Fischer L, Kimose H H, Spjeldnaes N, Wara P
Department of Surgical Gastroenterology, Arhus Municipal Hospital, Denmark.
Acta Chir Scand. 1990 Nov-Dec;156(11-12):801-5.
Sixty-five patients with late radiation-induced proctitis who presented after a median latency of 13 months (range 6 months to 43 years) were studied retrospectively. As a result of progression new colorectal injuries had occurred in 53 patients (82%): stricture (n = 33), fistula (n = 19) and perforation (n = 1). Fourty-one patients had progression of their lesions to the small bowel or urinary tract. Only seven patients had no progression of their radiation injuries after the initial episode proctitis. Surgery was required in 15 patients with strictures, in 18 patients with fistulas, and in one patient with perforation. Thirty-two patients were managed conservatively. Fifteen patients died, given an overall radiation induced mortality of 23%. Factors significantly influencing mortality were coexisting injuries of the small bowel or urinary tract. Age, stage of primary malignant disease, and previous laparotomy did not influence outcome. After a median observation period of 11 years, 35 patients were alive, of whom 18 (51%) had a fair outcome; 12 continued to have slight or moderate symptoms (34%) and five disabling symptoms (14%). Ten patients had died from unrelated causes, and five from recurrent cancer. Because radiation-induced proctitis is likely progresses, it can not be characterised as a harmless manifestation of late radiation injuries.

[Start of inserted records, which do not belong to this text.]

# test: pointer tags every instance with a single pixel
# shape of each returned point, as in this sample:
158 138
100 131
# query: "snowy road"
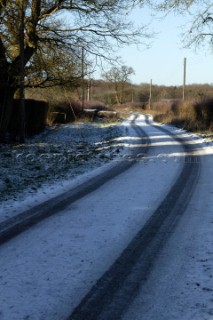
46 271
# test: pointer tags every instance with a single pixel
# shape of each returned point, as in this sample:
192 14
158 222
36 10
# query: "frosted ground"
54 158
47 270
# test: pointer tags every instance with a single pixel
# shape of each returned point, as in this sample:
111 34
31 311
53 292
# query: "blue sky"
163 62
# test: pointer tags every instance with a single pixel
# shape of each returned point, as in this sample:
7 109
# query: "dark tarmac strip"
116 289
23 221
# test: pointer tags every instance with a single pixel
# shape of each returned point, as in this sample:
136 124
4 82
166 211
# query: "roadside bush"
204 113
35 117
69 110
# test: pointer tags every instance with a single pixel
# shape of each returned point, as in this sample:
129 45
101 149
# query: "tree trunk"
6 108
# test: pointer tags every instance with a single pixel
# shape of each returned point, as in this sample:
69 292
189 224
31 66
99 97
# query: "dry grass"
190 115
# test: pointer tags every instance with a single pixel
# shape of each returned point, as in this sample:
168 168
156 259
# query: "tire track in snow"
114 291
23 221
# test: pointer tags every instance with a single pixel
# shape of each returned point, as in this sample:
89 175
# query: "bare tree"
119 77
53 32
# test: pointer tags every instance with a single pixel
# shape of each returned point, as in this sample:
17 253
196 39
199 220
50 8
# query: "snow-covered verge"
53 161
47 270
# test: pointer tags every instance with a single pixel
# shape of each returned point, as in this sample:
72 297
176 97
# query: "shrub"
35 117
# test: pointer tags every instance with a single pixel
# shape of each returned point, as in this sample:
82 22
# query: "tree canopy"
54 33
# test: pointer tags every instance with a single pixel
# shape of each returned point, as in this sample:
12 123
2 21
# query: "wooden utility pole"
22 73
82 75
150 94
184 77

对65例迟发性放射性直肠炎患者进行了回顾性研究,这些患者在中位潜伏期13个月(范围6个月至43年)后出现症状。由于病情进展,53例患者(82%)出现了新的结直肠损伤:狭窄(n = 33)、瘘管(n = 19)和穿孔(n = 1)。41例患者的病变进展至小肠或泌尿道。仅有7例患者在初次直肠炎发作后放射性损伤未进展。15例狭窄患者、18例瘘管患者和1例穿孔患者需要手术治疗。32例患者接受了保守治疗。15例患者死亡,总体放射性死亡率为23%。显著影响死亡率的因素是并存的小肠或泌尿道损伤。年龄、原发性恶性疾病分期和既往剖腹手术均不影响预后。经过中位11年的观察期,35例患者存活,其中18例(51%)预后良好;12例仍有轻度或中度症状(34%),5例有致残症状(14%)。10例患者死于无关原因,5例死于复发性癌症。由于放射性直肠炎可能会进展,所以不能将其视为放射性迟发性损伤的无害表现。